Cicli glaciali Quaternari

Durante il Quaternario, il pianeta Terra è stato interessato da alternanze di periodi glaciali ed interglaciali modulati dalle variazioni dei parametri orbitali. Attraverso la perforazione di successioni sedimentarie in ambienti lacustri, costieri e profondi, ISMAR contribuisce a definire l'impatto dei cicli glacio-eustatici (circa 100 mila anni di durata) sull’area mediterranea. Questi studi offrono il vantaggio di caratterizzare la variabilità naturale del sistema oceano-atmosfera-idrosfera in assenza di impatto antropico.
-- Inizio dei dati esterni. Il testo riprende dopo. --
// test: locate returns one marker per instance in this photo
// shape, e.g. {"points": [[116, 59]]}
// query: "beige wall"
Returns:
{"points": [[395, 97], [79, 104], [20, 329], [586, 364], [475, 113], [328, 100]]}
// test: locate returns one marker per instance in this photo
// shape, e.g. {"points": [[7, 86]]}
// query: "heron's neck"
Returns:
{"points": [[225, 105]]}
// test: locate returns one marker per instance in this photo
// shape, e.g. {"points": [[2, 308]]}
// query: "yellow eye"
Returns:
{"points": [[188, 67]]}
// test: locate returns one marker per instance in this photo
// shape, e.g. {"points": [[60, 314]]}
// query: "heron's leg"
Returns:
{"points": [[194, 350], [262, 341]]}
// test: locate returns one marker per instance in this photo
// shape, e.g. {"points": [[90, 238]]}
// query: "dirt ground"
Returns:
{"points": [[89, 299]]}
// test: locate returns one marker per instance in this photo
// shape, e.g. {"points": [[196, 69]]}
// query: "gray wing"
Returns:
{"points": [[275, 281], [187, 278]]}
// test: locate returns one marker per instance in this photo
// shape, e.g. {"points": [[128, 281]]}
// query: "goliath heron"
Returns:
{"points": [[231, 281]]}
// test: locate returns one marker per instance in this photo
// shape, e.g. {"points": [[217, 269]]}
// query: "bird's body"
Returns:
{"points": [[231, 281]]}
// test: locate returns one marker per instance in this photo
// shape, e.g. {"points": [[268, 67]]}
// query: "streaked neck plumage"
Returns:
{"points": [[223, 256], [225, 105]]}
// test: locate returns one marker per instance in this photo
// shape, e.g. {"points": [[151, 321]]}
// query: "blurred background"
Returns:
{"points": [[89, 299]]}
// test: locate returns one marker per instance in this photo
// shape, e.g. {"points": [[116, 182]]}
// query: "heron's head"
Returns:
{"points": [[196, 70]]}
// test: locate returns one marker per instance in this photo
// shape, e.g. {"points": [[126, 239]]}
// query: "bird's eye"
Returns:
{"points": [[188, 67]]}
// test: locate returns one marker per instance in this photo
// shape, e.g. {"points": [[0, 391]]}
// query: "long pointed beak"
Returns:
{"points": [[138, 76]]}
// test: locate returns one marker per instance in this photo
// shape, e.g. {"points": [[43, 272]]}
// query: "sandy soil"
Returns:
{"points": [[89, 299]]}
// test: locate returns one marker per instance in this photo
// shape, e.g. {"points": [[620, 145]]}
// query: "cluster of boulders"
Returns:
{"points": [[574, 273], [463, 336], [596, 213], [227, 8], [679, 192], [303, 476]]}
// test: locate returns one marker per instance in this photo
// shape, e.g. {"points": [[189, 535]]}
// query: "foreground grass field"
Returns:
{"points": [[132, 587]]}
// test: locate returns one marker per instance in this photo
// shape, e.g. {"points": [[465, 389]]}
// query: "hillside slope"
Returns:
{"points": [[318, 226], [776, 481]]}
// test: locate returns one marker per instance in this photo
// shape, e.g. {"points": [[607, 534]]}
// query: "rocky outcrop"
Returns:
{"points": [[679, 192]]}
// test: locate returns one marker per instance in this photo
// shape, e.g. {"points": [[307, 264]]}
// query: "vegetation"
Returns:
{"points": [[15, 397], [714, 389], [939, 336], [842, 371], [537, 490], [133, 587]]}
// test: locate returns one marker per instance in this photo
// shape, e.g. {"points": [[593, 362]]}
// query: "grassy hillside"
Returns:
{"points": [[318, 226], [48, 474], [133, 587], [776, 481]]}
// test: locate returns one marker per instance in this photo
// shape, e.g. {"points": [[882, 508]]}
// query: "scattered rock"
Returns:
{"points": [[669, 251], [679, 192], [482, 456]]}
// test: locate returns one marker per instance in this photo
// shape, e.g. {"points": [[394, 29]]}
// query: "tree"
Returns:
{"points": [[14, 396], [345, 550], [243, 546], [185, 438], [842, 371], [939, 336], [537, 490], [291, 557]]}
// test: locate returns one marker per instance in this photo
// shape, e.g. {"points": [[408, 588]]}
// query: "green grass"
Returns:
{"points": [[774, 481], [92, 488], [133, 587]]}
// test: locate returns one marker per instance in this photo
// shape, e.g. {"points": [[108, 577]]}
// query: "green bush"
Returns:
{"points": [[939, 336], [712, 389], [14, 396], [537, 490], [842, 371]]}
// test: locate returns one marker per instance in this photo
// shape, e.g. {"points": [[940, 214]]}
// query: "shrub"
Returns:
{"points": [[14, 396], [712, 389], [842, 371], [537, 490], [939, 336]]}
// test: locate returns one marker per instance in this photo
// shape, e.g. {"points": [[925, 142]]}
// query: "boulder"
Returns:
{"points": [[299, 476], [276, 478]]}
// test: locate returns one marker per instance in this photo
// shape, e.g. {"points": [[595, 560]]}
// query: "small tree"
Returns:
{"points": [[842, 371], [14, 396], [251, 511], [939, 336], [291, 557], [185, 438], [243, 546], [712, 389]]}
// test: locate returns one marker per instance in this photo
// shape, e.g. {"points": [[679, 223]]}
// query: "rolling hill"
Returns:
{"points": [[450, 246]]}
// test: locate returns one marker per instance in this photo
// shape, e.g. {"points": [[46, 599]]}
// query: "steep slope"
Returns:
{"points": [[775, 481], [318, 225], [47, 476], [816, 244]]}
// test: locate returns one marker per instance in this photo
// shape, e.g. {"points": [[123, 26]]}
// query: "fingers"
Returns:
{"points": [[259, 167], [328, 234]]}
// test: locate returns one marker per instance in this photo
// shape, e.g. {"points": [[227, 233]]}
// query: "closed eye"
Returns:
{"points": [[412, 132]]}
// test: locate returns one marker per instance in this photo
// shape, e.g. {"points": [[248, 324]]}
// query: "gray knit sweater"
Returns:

ISMAR svolge indagini interdisciplinari anche sui “sapropel”, particolari livelli sedimentari caratterizzati da alte concentrazioni di sostanza organica e assenza di faune bentoniche. I sapropel registrano ambienti conservativi e generalmente caratterizzati da alti tassi di sedimentazione, ideali per indagare e comprendere l’evoluzione oceanografica ed ambientale indotta dalle oscillazioni climatiche anche di breve durata. La loro deposizione è stata messa in relazione con configurazioni astronomiche caratterizzate da minimo di precessione e massimo di eccentricità; in queste condizioni la maggiore insolazione estiva nell’emisfero Nord aumenta il contrasto termico stagionale tra terra e mare e di conseguenza intensifica la circolazione monsonica.